Well, you get the idea….

5 comments:

Anonymous said...

Hey Seda-girl,

I've been studying Old English again and there were gender-neutral pronouns. They were wiped out by Norman French, descended from Latin, in which a group of 100 women and 1 man was masculine. Ah, those Latins!

The original generic pronouns of our language are interesting, because they were FEMALE!!! How utterly bizarre!

The word "man" is not even English, but borrowed from German. Old English also had something that I've always wanted, a dual pronoun.

According to the forms, the best thing we can do is to adapt the generic plural (don't tell anyone that it's the old feminine) to be a neutral pronoun. In Old English you could use it as a singular. What is fascinating is that the old plural took turns with sharing with the him, her, it. But "they" was once the same as "she" and "them" was once the same as "him."

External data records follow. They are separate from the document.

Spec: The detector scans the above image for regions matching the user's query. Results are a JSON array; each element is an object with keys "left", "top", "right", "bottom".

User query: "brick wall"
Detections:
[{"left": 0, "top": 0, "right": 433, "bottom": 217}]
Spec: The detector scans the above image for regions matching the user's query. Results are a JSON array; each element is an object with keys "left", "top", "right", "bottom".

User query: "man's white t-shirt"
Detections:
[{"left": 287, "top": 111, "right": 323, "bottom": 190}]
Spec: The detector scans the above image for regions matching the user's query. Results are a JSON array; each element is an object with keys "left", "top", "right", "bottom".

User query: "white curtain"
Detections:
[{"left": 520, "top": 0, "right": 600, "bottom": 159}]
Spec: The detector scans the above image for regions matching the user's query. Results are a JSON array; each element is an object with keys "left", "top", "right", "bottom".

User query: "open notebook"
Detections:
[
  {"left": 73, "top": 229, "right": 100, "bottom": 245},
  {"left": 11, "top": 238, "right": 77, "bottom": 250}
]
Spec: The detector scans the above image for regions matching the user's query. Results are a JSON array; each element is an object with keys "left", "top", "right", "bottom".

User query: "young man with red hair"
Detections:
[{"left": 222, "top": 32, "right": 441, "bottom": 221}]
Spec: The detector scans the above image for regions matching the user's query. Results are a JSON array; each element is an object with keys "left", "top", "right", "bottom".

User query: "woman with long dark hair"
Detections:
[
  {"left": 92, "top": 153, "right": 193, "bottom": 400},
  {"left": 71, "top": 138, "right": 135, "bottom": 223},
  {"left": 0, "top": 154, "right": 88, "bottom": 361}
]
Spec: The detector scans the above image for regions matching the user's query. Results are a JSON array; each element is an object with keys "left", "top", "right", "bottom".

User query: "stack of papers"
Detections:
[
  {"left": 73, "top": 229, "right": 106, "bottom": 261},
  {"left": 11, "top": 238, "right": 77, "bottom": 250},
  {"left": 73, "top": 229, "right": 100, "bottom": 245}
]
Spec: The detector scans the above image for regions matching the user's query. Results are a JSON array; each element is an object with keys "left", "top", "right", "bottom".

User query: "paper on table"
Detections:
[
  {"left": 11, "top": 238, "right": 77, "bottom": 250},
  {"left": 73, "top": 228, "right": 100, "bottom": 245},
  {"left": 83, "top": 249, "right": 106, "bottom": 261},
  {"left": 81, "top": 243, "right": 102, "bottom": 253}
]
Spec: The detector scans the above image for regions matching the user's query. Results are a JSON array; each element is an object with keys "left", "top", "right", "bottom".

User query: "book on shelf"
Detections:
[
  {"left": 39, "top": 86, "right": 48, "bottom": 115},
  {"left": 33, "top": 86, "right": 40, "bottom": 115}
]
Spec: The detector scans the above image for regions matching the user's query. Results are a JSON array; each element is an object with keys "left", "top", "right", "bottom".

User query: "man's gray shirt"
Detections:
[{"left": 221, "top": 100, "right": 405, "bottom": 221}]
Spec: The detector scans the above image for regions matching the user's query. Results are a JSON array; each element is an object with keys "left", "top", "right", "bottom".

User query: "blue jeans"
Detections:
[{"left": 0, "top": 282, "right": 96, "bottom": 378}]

Just use the plural. You can defend it with saying that it's a true Old English modification, not something new.

hugs and love,
a

Seda said...

Thanks for the info, Anne! I didn't know that. I thought about the plural (though not when writing this post), but still don't find it as satisfying as introducing new pronouns specific to the purpose. I'm not sure if it's easier to do that, or to alter the usage/meaning of the old.
Guess that's why I'm the language police! :-)

Anonymous said...

haha, yes language police!

it is an interesting thing to speak of someone or something and not use gender specific pronouns. i tried last night when i was telling a friend about you, and i kept slipping up and using the wrong pronoun, or stumbling through my words trying not to say he or she but just YOU. i felt like a failure that i couldn't get it quite right and even more that i wanted to, but that it was so difficult because of our language problem.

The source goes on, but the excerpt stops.